The process to change the recommended cooking temperature for pork muscle meat began six years ago. It started by meeting with the Food Safety Inspection Service to determine what scientific information was needed to complete the task, said Liz Wagstrom, the National Pork Producers Council's chief veterinarian.

“It was very much a cooperative effort, with science and policy working together,” she reported at a World Pork Expo news conference on Thursday. The end result is the newly released approved cooking temperature for pork muscle cuts of 145 F internal temperature with a 3-minute hold.

The result for consumers is a juicier product, which extensive National Pork Board consumer taste panel studies show consumers prefer. Consumer groups were part of the cooking temperature discussion along the way, Wagstrom pointed out.

Cooking temperatures for ground product will remain the same—160 F for beef and pork, 165 F for poultry. “We had a long discussion on ground product,” says Audrey Adamson, NPPC’s vice president of domestic policy issues, “but those products are used differently than muscle meats.”

The question now is, how will consumers respond, and will they catch on to this new recommendation. It won’t be easy and will take a commitment of years, Wagstrom acknowledged. “That will be a generational shift.”

Also, getting people to use a thermometer is an on-going challenge, Wagstrom noted.

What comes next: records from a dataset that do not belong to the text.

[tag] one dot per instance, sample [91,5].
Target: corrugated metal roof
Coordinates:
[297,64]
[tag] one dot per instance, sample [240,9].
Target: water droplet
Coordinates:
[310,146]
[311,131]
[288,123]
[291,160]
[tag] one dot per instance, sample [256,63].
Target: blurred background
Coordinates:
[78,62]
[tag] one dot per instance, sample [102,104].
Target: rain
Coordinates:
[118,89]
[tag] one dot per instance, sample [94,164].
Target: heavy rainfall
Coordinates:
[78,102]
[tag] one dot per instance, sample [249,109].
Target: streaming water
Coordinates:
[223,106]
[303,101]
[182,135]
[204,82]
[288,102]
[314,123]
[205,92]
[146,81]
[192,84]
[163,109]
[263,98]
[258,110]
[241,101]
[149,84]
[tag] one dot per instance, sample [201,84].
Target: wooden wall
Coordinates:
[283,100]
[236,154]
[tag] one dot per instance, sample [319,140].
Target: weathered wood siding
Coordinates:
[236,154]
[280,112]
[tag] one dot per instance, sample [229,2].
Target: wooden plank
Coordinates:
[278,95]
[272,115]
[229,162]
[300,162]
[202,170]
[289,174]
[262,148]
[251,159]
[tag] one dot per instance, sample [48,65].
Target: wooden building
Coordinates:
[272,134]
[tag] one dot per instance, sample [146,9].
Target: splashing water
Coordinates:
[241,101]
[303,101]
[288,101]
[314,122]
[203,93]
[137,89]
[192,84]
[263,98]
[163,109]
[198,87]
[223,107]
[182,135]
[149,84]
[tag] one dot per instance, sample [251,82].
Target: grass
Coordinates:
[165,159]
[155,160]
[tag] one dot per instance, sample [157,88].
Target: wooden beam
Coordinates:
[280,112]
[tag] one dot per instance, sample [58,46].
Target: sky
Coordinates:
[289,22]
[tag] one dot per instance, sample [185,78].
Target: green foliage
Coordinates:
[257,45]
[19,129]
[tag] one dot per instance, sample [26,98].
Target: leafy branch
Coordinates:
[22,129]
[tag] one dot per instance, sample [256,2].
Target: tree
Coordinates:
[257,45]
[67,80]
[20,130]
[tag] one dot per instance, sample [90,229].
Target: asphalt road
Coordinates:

Education efforts will be directed to Americans from 8th-grade home-ec classes to current cooks, she added. “We are working with thermometer companies to help them recalibrate their temperature recommendations.”

Just this week, the National Pork Board directors approved $500,000 to work with educators and to help get the information out, said Mike Wegner, NPB’s vice president of communications.

“Producer groups and FSIS will work to get the message out,” said Adamson. “And that will include online ads, messages with the Food Channels, magazines and chiefs, among other things.”